Correspondance de Gustave Flaubert/Tome 8-9/1918

Louis Conard (Volume 8p. 334-335).

1918. À SA NIÈCE CAROLINE.
[Croisset, 16 décembre 1879].

Il est bien tard et mon feu s’éteint. N’importe ! Je veux écrire à ma chère fille afin d’avoir d’elle une épître.

Ton mari a dû te donner de mes nouvelles avant-hier, et Tourgueneff m’a promis d’aller te voir aujourd’hui.

Son départ pour la Russie m’attriste beaucoup, car il ne sait quand il reviendra. Il a peur d’avoir dans sa jolie patrie des désagréments politiques, c’est-à-dire d’être colloqué dans ses terres indéfiniment. Nous avons passé ensemble vingt-quatre heures charmantes. Quel brave homme et quel artiste !

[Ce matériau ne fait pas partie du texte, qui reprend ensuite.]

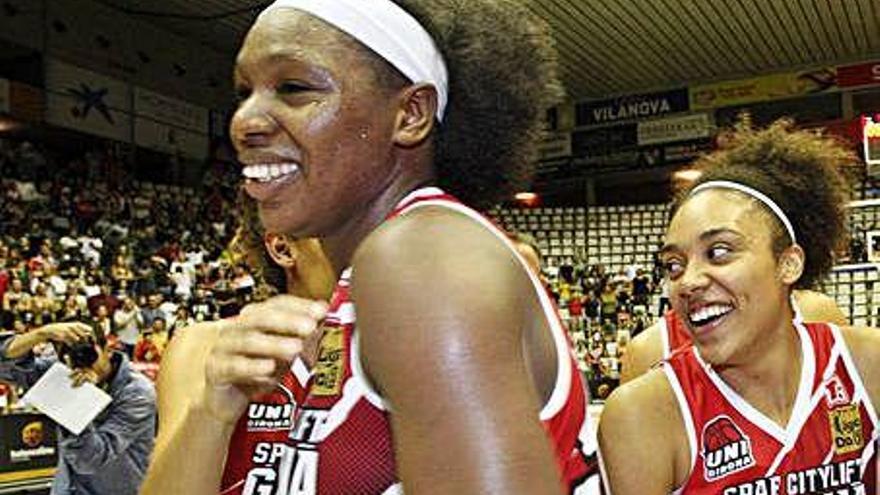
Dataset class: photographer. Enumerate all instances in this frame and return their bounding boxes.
[0,320,156,495]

Il m’a redonné du cœur pour Bouvard et Pécuchet, ce dont j’ai grand besoin, car, franchement, je tombe sur les bottes, ma pauvre cervelle n’en peut plus ! Il faudra que je me repose ! (depuis tant d’années je travaille sans relâche !) Mais quand sera-ce ? Ma religion n’avance pas. Jamais je ne verrai donc la fin de ce gredin de chapitre qui est d’une composition infernale ? Et puis je suis déchiré entre la Foi et la Philosophie, voulant être aussi sympathique à l’une qu’à l’autre, c’est-à-dire qu’il y en ait pour les deux bords.

L’histoire du P. Didon[1] ne me surprend nullement, au contraire ! et elle renforce mes théories. Du moment que vous vous élevez, on (l’éternel et exécrable on) vous rabaisse. C’est pour cela que l’autorité est haïssable essentiellement. Je demande ce qu’elle a jamais fait de bien dans le monde. Aussi ton bonhomme d’oncle est-il révolutionnaire jusque dans les moelles.

Mais quelle réclame pour mon loulou que le portrait du Révérend ! Médite-la et soigne-le !…

Tes présents de bouche ont été bien reçus et nous avons fêté ma cinquante-huitième dignement. Gertrude m’a renvoyé ce matin une charmante lettre. Mais il est trop tard pour lui répondre ce soir.

Flavie t’a-t-elle parlé de celle que je lui ai écrite ?

La maison n’est pas précisément chaude. On est transi rien qu’à traverser la grande salle à manger.

Suzanne me soigne très bien, et Fortin vient me voir souvent.

Adieu, pauvre chat. Je t’embrasse bien fort.

Ton vieux.


  1. Interdiction, par l’archevêché de Paris, des conférences faites par le P. Didon à Saint-Philippe du Roule.